The Safdie brothers make great exploitation cinema. We've seen this kind of movie before, as far back as Christiane F & as recent as Catch Me Daddy. The over stylistic approach (be it shallow focus camera work, 90s typeface or trance music that no one ever listened to sincerely) just panders to ID magazine & post capitalist NYC. This film is ugly, it glorifies addiction yet looks down it's nose at the downtrodden. D-
Would've been five stars if the guy who worshiped the darkness didn't accidentally burn to death. First of all it looked very unrealistic. Secondly it is very unrealistic. Thirdly it discredited the whole idea behind cinema verite. Could've knocked it out of the park without that. It would have been as mature as any Haneke, Cassavetes, Dardenne's, et al.
Realistic portrayal of a group of junkies and some of their daily experiences from an extremely detached and voyeuristic perspective. Great performances all around and one of the trippiest soundtracks I have heard in a long time. The fact that the script is based off the main actress's unpublished memoir makes the whole thing even more intriguing.
From stumbling across the trailer i thought it had potential and looked interesting,after watching it i was wrong for the most part.It does have its moments but those moments are few and fleeting.It just doesn't holdup cohesively and overall my viewing experience with it just felt so shallow that it left me cold.See it strives to be a certain type of film but it just can't achieve it in any meaningful/memorable way.
I actually didn't expect that much from this movie. I was really taking we'll see approach here, so I was pleasantly surprised. It's pretty much "Faces" meets "Panic in the Needle Park", but it's coherent, vivid and is carried by the right rhythm. I loved the writing, the cast, and the soundtrack.
It makes me sad that ANIMALS came out in the same year and repped the Chicago film scene with a poignant tale of junkie-ism – and then this pops up, so unsentimental & non-didactic, making ANIMALS look like a TV movie. The actress, whose life this is based on, is extraordinary, and the ending is understated. Of course, this movie was only made because the director found a beautiful white junkie. But oh well.
Several scenes in "Heaven Knows What" achieve a kind of street level poetry, as when a young drug dealer on the sidewalk spins a tall tale to pioneering electronic musician Isao Tomita's synthesizer cover of "Clair de Lune." Admittedly, there are moments when it feels like the bubbling electronic score was only included so this resolutely bleak film would have at least one commercial element.
No amount of formal inventiveness can save this film from its characters and the plot. Follows most of the same plot points of every other junkie movie you've ever seen.
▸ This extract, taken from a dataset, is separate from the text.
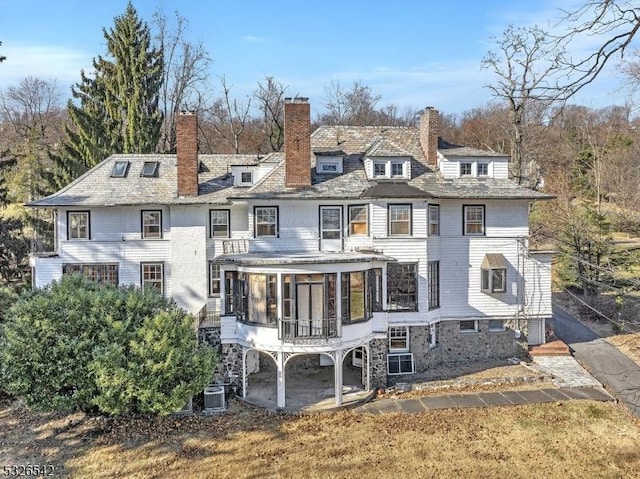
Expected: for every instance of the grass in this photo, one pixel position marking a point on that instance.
(573, 439)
Here the characters are even less likable than could be imagined. Dialogue consists almost entirely of characters arguing with each other at the top of their lungs. It makes it impossible to find any empathy for any of the characters.
While in many ways just another hopeless tale of addiction, the Safdie brothers' voyeuristic camerawork, cold colors, and lush electronic score create something a little more special. The slow and brutal portrayal of cyclical codependency and self-destruction is sickeningly real.